Clearing all of that debris in time for summer riding is a tall task. The task would go relatively quickly if a large bulldozer could go in and push the piles to the side, or if dump trucks could be deployed to carry debris out.

However, the large machinery would damage the recpath and nullify the purpose of clearing it. The U.S. Forest Service would also probably object to such an operation due to the environmental damage it would cause. However, the USFS did give its approval of the county’s proposal to move the debris to the sides of the recpath. The forest service itself won’t pay for the cleanup, as they consider the result a “natural event,” and because the recpath is a licensed pathway that the county maintains.

Lorch presented the estimated cost of cleanup, based on the very preliminary findings. To hire a thumbed excavator, loader, sawyer, and associated operators and equiopment, it would cost the county $4,040 a day. The heavy machinery would need to crawl along the canyon and push debris to the side.

The minimum cleanup estimate is 15 days of work, which would come out to $60,600 total, with a further projection of $80,800 for 20 days of work.

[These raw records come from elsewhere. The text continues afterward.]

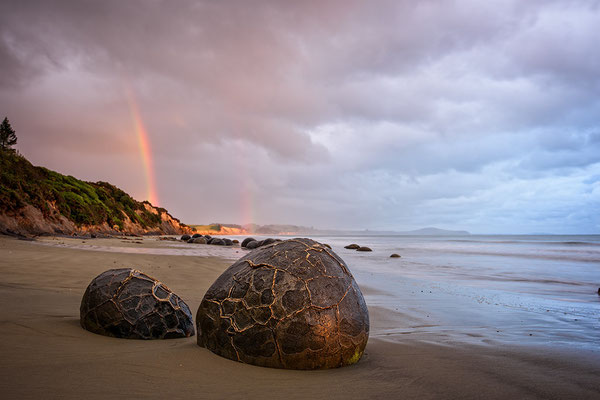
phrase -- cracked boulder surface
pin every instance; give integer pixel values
(126, 303)
(291, 304)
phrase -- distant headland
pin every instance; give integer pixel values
(280, 229)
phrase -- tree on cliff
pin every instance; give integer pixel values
(7, 135)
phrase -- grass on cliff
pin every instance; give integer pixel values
(84, 203)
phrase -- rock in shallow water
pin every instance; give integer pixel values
(291, 304)
(127, 303)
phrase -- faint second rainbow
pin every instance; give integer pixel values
(144, 148)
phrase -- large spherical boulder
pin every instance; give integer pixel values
(291, 304)
(127, 303)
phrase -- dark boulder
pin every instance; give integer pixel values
(292, 304)
(127, 303)
(247, 240)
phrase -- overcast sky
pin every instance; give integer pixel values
(470, 114)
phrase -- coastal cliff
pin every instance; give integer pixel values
(35, 201)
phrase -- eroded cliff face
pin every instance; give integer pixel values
(29, 221)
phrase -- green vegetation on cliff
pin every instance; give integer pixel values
(84, 203)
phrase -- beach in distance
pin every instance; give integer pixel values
(453, 317)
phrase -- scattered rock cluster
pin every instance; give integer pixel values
(357, 247)
(251, 243)
(207, 239)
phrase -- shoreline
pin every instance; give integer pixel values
(48, 355)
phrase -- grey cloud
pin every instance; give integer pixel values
(387, 114)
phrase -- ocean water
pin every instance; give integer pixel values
(538, 290)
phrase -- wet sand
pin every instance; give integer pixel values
(46, 354)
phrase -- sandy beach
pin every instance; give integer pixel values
(46, 354)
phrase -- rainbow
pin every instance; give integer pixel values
(144, 148)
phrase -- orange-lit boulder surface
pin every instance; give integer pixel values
(127, 303)
(291, 304)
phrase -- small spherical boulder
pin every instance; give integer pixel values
(127, 303)
(291, 304)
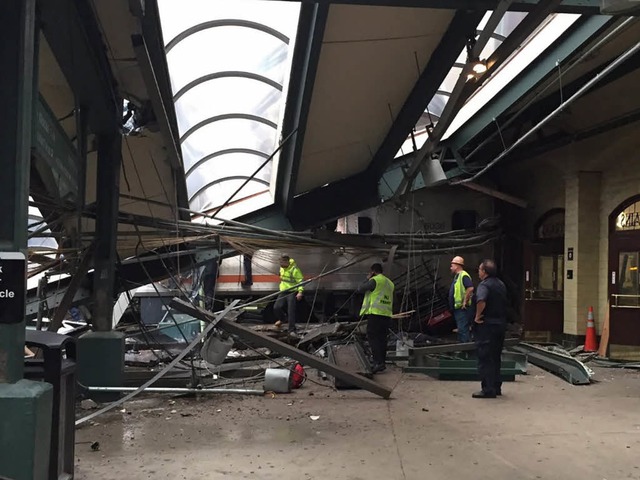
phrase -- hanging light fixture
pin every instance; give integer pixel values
(479, 67)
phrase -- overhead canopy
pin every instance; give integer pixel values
(152, 181)
(229, 63)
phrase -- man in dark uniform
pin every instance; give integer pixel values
(489, 328)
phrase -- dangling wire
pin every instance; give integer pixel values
(504, 145)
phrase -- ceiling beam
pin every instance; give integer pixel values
(556, 141)
(562, 51)
(588, 7)
(451, 44)
(306, 55)
(492, 192)
(464, 89)
(72, 31)
(360, 191)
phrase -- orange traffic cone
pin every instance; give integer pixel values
(590, 342)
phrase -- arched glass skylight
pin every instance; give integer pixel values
(229, 61)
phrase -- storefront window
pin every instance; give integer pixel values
(628, 282)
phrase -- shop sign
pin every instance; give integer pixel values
(629, 218)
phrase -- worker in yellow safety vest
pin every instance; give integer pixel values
(290, 291)
(460, 299)
(377, 308)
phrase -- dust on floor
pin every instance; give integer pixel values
(542, 428)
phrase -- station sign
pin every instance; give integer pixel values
(56, 158)
(13, 280)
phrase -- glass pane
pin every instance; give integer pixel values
(227, 95)
(629, 218)
(226, 48)
(628, 285)
(560, 274)
(217, 194)
(226, 134)
(230, 165)
(178, 16)
(545, 273)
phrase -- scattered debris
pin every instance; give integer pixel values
(558, 361)
(88, 404)
(281, 347)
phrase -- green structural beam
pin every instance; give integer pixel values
(25, 406)
(562, 50)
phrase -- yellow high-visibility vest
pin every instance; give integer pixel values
(380, 301)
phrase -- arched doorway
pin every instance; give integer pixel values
(543, 308)
(624, 285)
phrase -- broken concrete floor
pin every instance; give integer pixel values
(542, 428)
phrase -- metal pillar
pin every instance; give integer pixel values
(25, 406)
(101, 352)
(108, 191)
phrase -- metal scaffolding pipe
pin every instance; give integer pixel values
(241, 391)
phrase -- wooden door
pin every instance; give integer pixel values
(543, 310)
(624, 290)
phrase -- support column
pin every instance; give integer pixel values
(101, 352)
(582, 234)
(25, 406)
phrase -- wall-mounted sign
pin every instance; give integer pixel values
(13, 275)
(56, 158)
(629, 218)
(551, 225)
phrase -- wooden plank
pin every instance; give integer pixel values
(284, 349)
(604, 336)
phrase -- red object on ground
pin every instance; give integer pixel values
(298, 376)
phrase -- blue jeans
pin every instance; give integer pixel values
(463, 323)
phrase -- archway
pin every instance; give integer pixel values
(624, 284)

And that’s after the county puts out requests for bids, a bid is accepted, the snow clears out and the conditions are safe. The commissioners were advised that the cleanup would probably take longer than those estimates.

Given how there’s no way to tell how much work needs to be done until the snow melts, it is probable that Ten Mile Canyon path won’t be open until the middle of June or July. That particular stretch of recpath usually opens earlier in the year, with Memorial Day being the typical goal opening date.

Aside from the disappointment for the very busy recpath’s thousands of recreational users, assistant county manager Bentley Henderson said that the organizers of the Run the Rockies 10K and half-marathon scheduled for June 1 had already been advised that they needed to change the race course to bypass Ten Mile Canyon, with other future event modifications or cancellations possible.